17 yaşındaki motokurye, 17 yaşındaki meslektaşının ölümünün ardından soL'a yazdı
İstanbul'da yaşanan bu kaybın ardından Ankara Sincan'dan 17 yaşındaki bir başka motokurye Okan Keleş, bu kaybın nedenlerini anlatan bir yazı kaleme aldı:
"Motosikletlerin lastiği ucuz olsun diye en kötüsünden oluyor ya da fabrikasyon dandik lastiklerle kalıyor motosiklet. Benim gibi dönercide çalışanlar bilir, kask dışında hiçbir ekipman verilmiyor. Öyle dükkanlarda ne dizlik ne göğüslük ne de kemik eldiven... Bir yer yağışlı olunca virajda yağ gibi kayıyor motor.

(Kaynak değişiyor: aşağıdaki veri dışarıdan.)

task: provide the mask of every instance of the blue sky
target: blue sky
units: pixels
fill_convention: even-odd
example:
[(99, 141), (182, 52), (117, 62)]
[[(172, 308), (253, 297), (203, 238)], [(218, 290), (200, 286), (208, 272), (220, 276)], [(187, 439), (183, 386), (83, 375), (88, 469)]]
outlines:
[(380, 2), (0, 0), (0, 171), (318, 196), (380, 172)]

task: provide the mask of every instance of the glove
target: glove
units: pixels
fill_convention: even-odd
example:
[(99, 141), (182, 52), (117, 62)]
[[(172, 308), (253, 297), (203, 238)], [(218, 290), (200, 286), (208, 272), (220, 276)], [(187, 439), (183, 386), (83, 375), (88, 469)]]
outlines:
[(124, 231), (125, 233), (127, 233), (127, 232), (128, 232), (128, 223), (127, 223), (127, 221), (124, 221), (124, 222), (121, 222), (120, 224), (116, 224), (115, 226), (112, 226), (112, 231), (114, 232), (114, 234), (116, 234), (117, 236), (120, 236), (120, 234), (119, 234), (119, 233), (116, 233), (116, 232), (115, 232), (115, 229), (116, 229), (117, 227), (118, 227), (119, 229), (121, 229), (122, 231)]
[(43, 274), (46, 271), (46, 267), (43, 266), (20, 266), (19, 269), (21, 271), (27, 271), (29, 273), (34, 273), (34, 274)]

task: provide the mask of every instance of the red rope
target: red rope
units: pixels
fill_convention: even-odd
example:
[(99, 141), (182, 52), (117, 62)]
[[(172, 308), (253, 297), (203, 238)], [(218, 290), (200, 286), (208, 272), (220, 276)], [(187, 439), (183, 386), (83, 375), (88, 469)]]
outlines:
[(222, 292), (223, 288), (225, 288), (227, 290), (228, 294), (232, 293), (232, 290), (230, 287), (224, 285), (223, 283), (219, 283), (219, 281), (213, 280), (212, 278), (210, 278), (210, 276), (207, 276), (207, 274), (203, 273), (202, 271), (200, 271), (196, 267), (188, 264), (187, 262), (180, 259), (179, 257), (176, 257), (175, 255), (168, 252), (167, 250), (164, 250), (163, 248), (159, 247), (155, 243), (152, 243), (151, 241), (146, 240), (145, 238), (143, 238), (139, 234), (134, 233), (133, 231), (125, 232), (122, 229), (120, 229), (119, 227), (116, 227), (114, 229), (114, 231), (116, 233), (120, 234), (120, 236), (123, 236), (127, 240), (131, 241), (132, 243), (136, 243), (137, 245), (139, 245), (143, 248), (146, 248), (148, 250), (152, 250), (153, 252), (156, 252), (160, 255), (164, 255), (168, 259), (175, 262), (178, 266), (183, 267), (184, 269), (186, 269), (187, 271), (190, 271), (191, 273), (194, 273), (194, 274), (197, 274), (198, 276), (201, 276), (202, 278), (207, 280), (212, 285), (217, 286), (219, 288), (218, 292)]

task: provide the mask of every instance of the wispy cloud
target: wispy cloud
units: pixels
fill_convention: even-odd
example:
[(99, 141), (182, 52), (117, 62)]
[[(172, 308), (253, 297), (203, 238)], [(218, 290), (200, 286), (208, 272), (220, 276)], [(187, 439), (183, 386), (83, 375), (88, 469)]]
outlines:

Dükkanda patron, sipariş notunda müşteri sıkıştırınca böyle olaylar kaçınılmaz oluyor.
Bazen kask bile vermiyorlar. Alamıyoruz da. En kötü kask 1000 lira olmuş.

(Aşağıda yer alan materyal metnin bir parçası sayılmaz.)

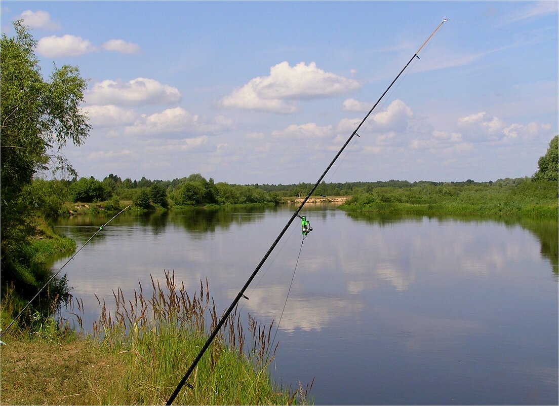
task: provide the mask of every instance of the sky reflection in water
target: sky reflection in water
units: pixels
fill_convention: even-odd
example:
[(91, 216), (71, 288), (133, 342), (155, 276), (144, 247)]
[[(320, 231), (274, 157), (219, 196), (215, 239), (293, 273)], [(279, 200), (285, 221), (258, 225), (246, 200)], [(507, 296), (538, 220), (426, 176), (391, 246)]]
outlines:
[[(113, 289), (133, 294), (164, 269), (190, 291), (207, 278), (225, 309), (291, 213), (117, 219), (65, 268), (86, 325), (98, 314), (94, 294), (110, 303)], [(317, 404), (557, 403), (557, 252), (543, 248), (557, 243), (536, 226), (305, 214), (314, 230), (277, 336), (277, 380), (295, 387), (316, 377)], [(99, 222), (70, 219), (59, 229), (79, 247)], [(243, 312), (279, 320), (301, 238), (292, 225)]]

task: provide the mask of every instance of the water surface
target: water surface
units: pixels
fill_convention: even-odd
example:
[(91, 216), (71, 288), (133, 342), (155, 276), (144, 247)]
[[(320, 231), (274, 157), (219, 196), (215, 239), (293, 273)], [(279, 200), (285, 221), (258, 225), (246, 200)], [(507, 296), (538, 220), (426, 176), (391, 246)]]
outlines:
[[(242, 311), (280, 319), (272, 373), (315, 379), (318, 404), (558, 402), (557, 221), (350, 216), (305, 207), (246, 292)], [(292, 213), (287, 206), (121, 215), (64, 268), (98, 315), (110, 301), (164, 279), (195, 291), (207, 278), (225, 310)], [(81, 246), (108, 218), (58, 230)], [(57, 268), (64, 259), (53, 266)], [(187, 367), (185, 366), (185, 369)]]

Onun dışında yollar zaten çok kaygan, bir de özellikle belediyenin yol sulama kamyonları virajları sulayınca bir anda kuru yerden yaş yere lastik deyince aşırı kaygan, jilet gibi oluyor yol. Onun dışında hadi kaydık diyelim bariyerler kılıç gibi, bariyere denk gelsek ikiye bölünüyoruz resmen.
Ama her şeyden çok en büyük sebep sipariş notunda müşteri baskısı bir de dükkandaki patron baskısı... 5 dakika geç gitse demedikleri kalmıyor. Sonunda da ölüm geliyor.
Biz sesimizi çıkarırsak, birlikte hareket edersek elde edemeyeceğimiz kazanım yok. Örneğin katil bariyer konusunda İstanbul'da çok ciddi sesler yükselince şimdi ki bariyerler demir aralıklı değil bütün olarak yapılmaya başlandı. Bu ölümler birer cinayettir. Bu cinayetlerin son bulması ise motokurye işçilerinin bir araya gelmesi ile mümkündür.